Nearly six per cent of people in the English-speaking Caribbean reported going an entire day without eating in the week leading up to the survey, which is a one per cent increase since February 2022. Another 36 per cent of respondents skipped meals or ate less than usual, and 32 per cent ate less-preferred foods in the week leading up to the survey. In February these figures were at 30 and 25 per cent, respectively.
“We are seeing worrying trends in the region with people selling off their assets and using their savings to meet basic needs. This was unheard of in the region previously,” said Regis Chapman, representative and country director, WFP Caribbean Multi-Country Office. “These negative coping strategies are unsustainable, and we fear that these short-term measures will lead to a further increase in the number of people who are unable to meet their daily food requirements.”
The Caribbean region continues to be impacted by external factors which threaten livelihoods and the ability of people to meet their basic needs. On average, food inflation in the English- and Dutch-speaking Caribbean has risen by 10.2 per cent across 20 countries as of March 2022. High energy prices are exacerbating the food price crisis. Ninety-seven per cent of people surveyed reported seeing higher prices for food items compared to 59 per cent in April 2020.
“For the first time in over two years, people’s inability to meet food and essential needs were top concerns, followed by unemployment,” said Joseph Cox, assistant secretary general, economic integration, innovation and development, Caricom Secretariat. “Caricom recognises that further support is necessary to reduce the level of need in the region and establish systems which facilitate access to nutritious food for all.
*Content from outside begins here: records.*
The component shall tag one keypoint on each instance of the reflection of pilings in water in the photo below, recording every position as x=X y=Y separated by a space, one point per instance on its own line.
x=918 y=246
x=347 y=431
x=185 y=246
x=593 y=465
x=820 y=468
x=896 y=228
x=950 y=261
Leaders in the region are actively engaging with decision-makers across all relevant sectors to identify solutions for increasing food production and reducing import dependency within the region in order to reduce the cost of food.”
In a new edition of its flagship annual report, Economic Survey of Latin America and the Caribbean, the Economic Commission for Latin America and the Caribbean indicates that although inflation has affected all components of the consumer price index (CPI) in 2021 and 2022, rates are highest for food and energy.
Prices in those sectors have increased at rates not seen since 2008, during the global financial crisis. At the end of 2021 food inflation in the region was 7.4 per cent; by June 2022 it had reached 11.9 per cent. At the subregional level, in 2021, the economies of Central America and Mexico had the highest inflation, at 8.7 per cent, whereas during the first half of 2022 the economies of South America had the highest rate, at 11.9 per cent.
Food inflation was increasing in 24 countries in 2021 and in 29 countries during the first six months of 2022.
The most recent survey results and an interactive dashboard are available to carry out a full comparison of data across all five rounds of the survey and the different countries that are covered. The dashboard now has additional information, specifically on the impact of economic conditions on the farming and fishing sectors along with livelihoods, markets, and food security.
In the meantime, Caricom, WFP and other partners continue to work together to increase people’s resilience to shocks through stronger disaster management, social protection, and food systems that are more effective, sustainable and responsive in meeting the needs of those most affected by crises. Social protection programmes and other government support have been scaled up throughout the Caribbean, helping offset the impacts of the crisis. Investments in agriculture are aimed at reducing the reliance on imports.